Dans une Asie où les équilibres internationaux sont en cours de redéfinition, le Japon inscrit sa défense dans une perspective stratégique de long terme tout en conservant un outil suffisamment efficace pour faire face à l’immédiateté des missions de service public. L’archipel vit en effet sous la constante menace de séismes et de catastrophes naturelles en chaîne, parfois fort coûteuse en vies humaines. Du fait de leur résilience, de moyens matériels uniques et de leur capacité à se projeter rapidement à l’intérieur du pays, les FAD jouent un rôle incontournable de secours des populations sinistrées. Les trois composantes[iv] des FAD contribuent à un dispositif de réaction aux catastrophes naturelles baptisé FAST-Force en alerte permanente. Leurs hôpitaux et centres de soins sont incorporés dans le maillage national et traitent régulièrement la population civile. Depuis 2020, ces moyens sont mobilisés dans le cadre de la lutte contre la pandémie de Covid-19.
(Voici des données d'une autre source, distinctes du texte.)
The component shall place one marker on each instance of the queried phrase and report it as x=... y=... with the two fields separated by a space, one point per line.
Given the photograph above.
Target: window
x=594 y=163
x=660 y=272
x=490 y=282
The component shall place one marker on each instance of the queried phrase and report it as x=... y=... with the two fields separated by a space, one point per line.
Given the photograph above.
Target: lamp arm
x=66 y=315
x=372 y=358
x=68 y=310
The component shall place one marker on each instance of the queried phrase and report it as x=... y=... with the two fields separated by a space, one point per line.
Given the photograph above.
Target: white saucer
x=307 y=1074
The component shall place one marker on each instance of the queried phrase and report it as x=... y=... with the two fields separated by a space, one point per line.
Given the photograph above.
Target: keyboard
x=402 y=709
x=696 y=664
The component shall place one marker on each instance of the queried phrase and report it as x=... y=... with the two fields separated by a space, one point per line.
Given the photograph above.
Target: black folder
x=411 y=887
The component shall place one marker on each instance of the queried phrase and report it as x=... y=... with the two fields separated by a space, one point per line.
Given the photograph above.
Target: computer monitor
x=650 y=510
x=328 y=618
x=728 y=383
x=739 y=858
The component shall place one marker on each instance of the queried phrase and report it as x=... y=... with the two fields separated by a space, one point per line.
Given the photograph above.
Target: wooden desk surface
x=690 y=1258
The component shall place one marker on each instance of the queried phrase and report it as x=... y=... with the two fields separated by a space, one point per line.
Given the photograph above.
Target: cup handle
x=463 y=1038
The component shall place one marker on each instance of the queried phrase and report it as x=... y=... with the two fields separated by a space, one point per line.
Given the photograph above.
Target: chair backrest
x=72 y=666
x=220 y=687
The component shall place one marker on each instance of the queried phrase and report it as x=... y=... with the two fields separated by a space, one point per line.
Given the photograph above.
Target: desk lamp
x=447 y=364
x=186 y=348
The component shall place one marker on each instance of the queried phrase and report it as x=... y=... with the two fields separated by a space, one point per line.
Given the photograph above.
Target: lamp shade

Sur le plan militaire, le ministère de la Défense japonais fait face à deux types de défis, les uns étant liés à des questions régionales tandis que les autres sont la conséquence de l’évolution de la nature des guerres. Les questions régionales se concentrent principalement dans la sphère Asie-Pacifique, même si le livre blanc pour la Défense du Japon de 2020 mentionne le Moyen-Orient en termes de sécurité maritime et en le dissociant des activités des groupes terroristes radicaux. Dans l’environnement immédiat de l’archipel, la Corée du Nord et son programme nucléaire et balistique sont considérés par le Japon comme une menace aussi sérieuse que permanente. En 2016, sur la cinquantaine de missiles tirés par la Corée du Nord, huit sont tombés dans ou à proximité directe de la zone économique exclusive du Japon, mettant les FAD en alerte. Même si une frappe délibérée du territoire japonais est aujourd’hui peu probable, une erreur lors d’une provocation nord-coréenne n’est pas à exclure et le programme d’armes de destruction massive de Pyongyang reste sous étroite surveillance japonaise. La Russie, avec laquelle le Japon n’est pas parvenu à s’accorder sur la question des îles Kouriles depuis 1945 et dont les activités militaires à proximité des espaces aériens et maritimes japonais se sont accrues ces dix dernières années, constitue également un motif de vigilance. La création par la Russie du commandement stratégique opérationnel Est et de son district militaire en 2010 ainsi que le renforcement de sa présence militaire dans les Kouriles sont l’objet d’une attention particulière. Depuis 2017, les passages de navires militaires russes dans les détroits de Soya, Tsugaru et Tsushima ne décroissent pas et les alertes déclenchées en raison d’une activité aérienne russe dépassent les 300 par an. En 2019, ces mouvements ainsi que la construction d’infrastructures débutée en 2015 sur les Kouriles ont suscité la réaction officielle des ministres des Affaires étrangères et de la Défense japonais lors d’une rencontre avec leurs homologues russes.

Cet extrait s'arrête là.